И они ждут всю ночь. Тщетно! Известий нет, словно армия забыла о них; они бессмысленно стоят здесь, в непроницаемом мраке. Утром они срываются с бивуака и снова пускаются в поход, смертельно усталые и уверенные, что их маневрирование и передвижение потеряли всякий смысл. И вот, наконец, в десять часов утра примчался офицер из главного штаба. Они помогают ему сойти с лошади, забрасывают его вопросами. Но с лицом, искаженным от страха, с мокрыми у висков волосами, дрожа от сверхчеловеческого напряжения, он бормочет лишь невнятные слова, слова, которых они не могут или не хотят понять. Они принимают его за сумасшедшего, за пьяного, ибо он заявляет, что нет более императора, нет императорской армии, Франция погибла. Но постепенно они начинают понимать истину, воспринимают убийственную, смертельно ранящую весть.

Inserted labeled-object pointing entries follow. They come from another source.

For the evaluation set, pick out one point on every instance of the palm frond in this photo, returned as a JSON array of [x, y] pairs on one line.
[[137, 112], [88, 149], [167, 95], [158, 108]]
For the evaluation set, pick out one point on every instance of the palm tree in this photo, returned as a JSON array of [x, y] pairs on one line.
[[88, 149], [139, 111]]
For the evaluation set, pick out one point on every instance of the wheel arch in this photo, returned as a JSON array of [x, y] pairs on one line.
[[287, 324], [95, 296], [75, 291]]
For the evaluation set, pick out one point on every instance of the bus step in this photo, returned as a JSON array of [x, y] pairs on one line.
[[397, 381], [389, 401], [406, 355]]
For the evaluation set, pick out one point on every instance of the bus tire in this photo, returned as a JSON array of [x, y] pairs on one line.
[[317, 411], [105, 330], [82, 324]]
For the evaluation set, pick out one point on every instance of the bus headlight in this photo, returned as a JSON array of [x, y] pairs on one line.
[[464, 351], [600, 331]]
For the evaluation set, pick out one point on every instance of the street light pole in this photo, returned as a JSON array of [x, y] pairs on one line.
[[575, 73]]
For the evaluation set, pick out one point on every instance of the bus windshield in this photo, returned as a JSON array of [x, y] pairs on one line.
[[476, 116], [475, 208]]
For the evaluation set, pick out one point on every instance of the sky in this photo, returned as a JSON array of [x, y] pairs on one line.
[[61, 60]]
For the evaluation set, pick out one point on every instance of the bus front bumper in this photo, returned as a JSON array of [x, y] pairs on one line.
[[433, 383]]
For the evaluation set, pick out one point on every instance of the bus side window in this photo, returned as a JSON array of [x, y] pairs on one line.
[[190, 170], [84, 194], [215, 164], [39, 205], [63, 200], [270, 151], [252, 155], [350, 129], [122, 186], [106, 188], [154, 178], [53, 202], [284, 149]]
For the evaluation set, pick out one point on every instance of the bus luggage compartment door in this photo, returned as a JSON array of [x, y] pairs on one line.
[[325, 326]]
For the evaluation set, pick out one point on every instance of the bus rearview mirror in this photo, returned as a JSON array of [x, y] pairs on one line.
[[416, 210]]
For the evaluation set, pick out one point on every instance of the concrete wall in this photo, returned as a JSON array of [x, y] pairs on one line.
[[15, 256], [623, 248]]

Груши, бледный, дрожащий, опирается на саблю; он знает, что теперь начнется для него жизнь мученика. Но со всей решимостью берет он на себя тяжесть вины. Подначальный, нерешительный, подчиняющийся, он оказался не на высоте в роковую минуту, но теперь, бок о бок с неотвратимой опасностью, он становится мужчиной, почти героем. Он тут же собирает всех офицеров и со слезами гнева и печали на глазах — в кратком обращении к ним — оправдывается в своей нерешительности и горько о ней сожалеет. Каждый мог бы его обвинить, утверждать, что был лучшего мнения о нем. Но никто не осмеливается и не желает этого сделать. Они молчат, молчат. Бесконечная печаль сомкнула им уста.
И как раз в этот час, пропустив роковую секунду, Груши показывает — увы, слишком поздно! — всю силу своей воли. Все его добродетели — благоразумие, работоспособность, предусмотрительность и добросовестность — ясно выявляются, с той минуты как он предоставлен себе и не подчиняется предначертанному приказу. Несмотря на пятикратный перевес окружающего его противника, он мастерски выполненным тактическим маневром проводит свои полки, без единого пушечного выстрела, не потеряв ни одного человека, и спасает Франции, империи, остатки ее армии. Но императора нет, некому его поблагодарить; нет и врага, которому он мог бы противопоставить свои полки. Он пришел слишком поздно, и, хотя его и назначают главнокомандующим, пэром Франции и он во всех положениях проявляет мужественность и здравый смысл, — ничто не вернет ему того мгновения, которое сделало его вершителем судьбы и в котором он оказался не на высоте положения.
Так страшно мстит эта великая секунда, — секунда, которая редко предстает смертному, тому, кто призван ошибочно, кто использовать ее не может. Все обыденные добродетели, удовлетворяющие требованиям скромной повседневности, — предусмотрительность, повиновение, усердие, осторожность, — все они беспомощно плавятся в пламени решающей судьбу минуты: только гению открывается она и дает ему бессмертие. Нерешительного она отталкивает с презрением и лишь смелого возносит, как земного Бога, в царство героев.
(Гете на пути из Карлсбада в Веймар. 5 сентября 1823 года)
Пятого сентября 1823 года по шоссе из Карлсбада в Эгер медленно катится дорожный экипаж; утро уже дрожит осенней свежестью, резкий ветер проносится по сжатым полям, но безоблачно синее небо раскинулось над широкими далями. В коляске сидят трое мужчин: великого герцога Саксен-Веймарского тайный советник фон Гете (как его пышно именует карлсбадский список приезжих) и оба его неизменных спутника: Штадель-ман, старый слуга, и Джон, секретарь, чьей рукой впервые нанесены на бумагу почти все гетевские произведения нового столетия. Ни один из них не произносит ни слова, потому что, с тех пор как они покинули Карлсбад, где молодые женщины и девушки с поцелуями и приветствиями обступили отъезжающего, губы стареющего человека ни разу не разомкнулись. Неподвижно сидит он в экипаже, и лишь задумчивый, обращенный в себя взгляд указывает на внутреннее волнение. На первой почтовой станции он сходит; спутники видят, как он торопливо пишет что-то карандашом на случайно подвернувшемся листке, и то же повторяется всю дорогу до Веймара, в пути и на остановках. В Цвотау, едва прибыв, на следующий день — в замке Хартенберг, в Эгере и затем в Песснеке, всюду он первым делом наспех записывает то, что обдумал, сидя в коляске. И дневник только лаконически сообщает: «Работал над стихами» (6 сентября), «В воскресенье продолжал стихи» (7 сентября), «В пути еще раз просмотрел стихи» (12 сентября). В Веймаре, у цели, произведение уже закончено — не что иное, как «Мариенбадская элегия», значительнейшее, задушевнейшее, а потому и любимейшее им стихотворение его старости, его героическое прощание и мужественный почин.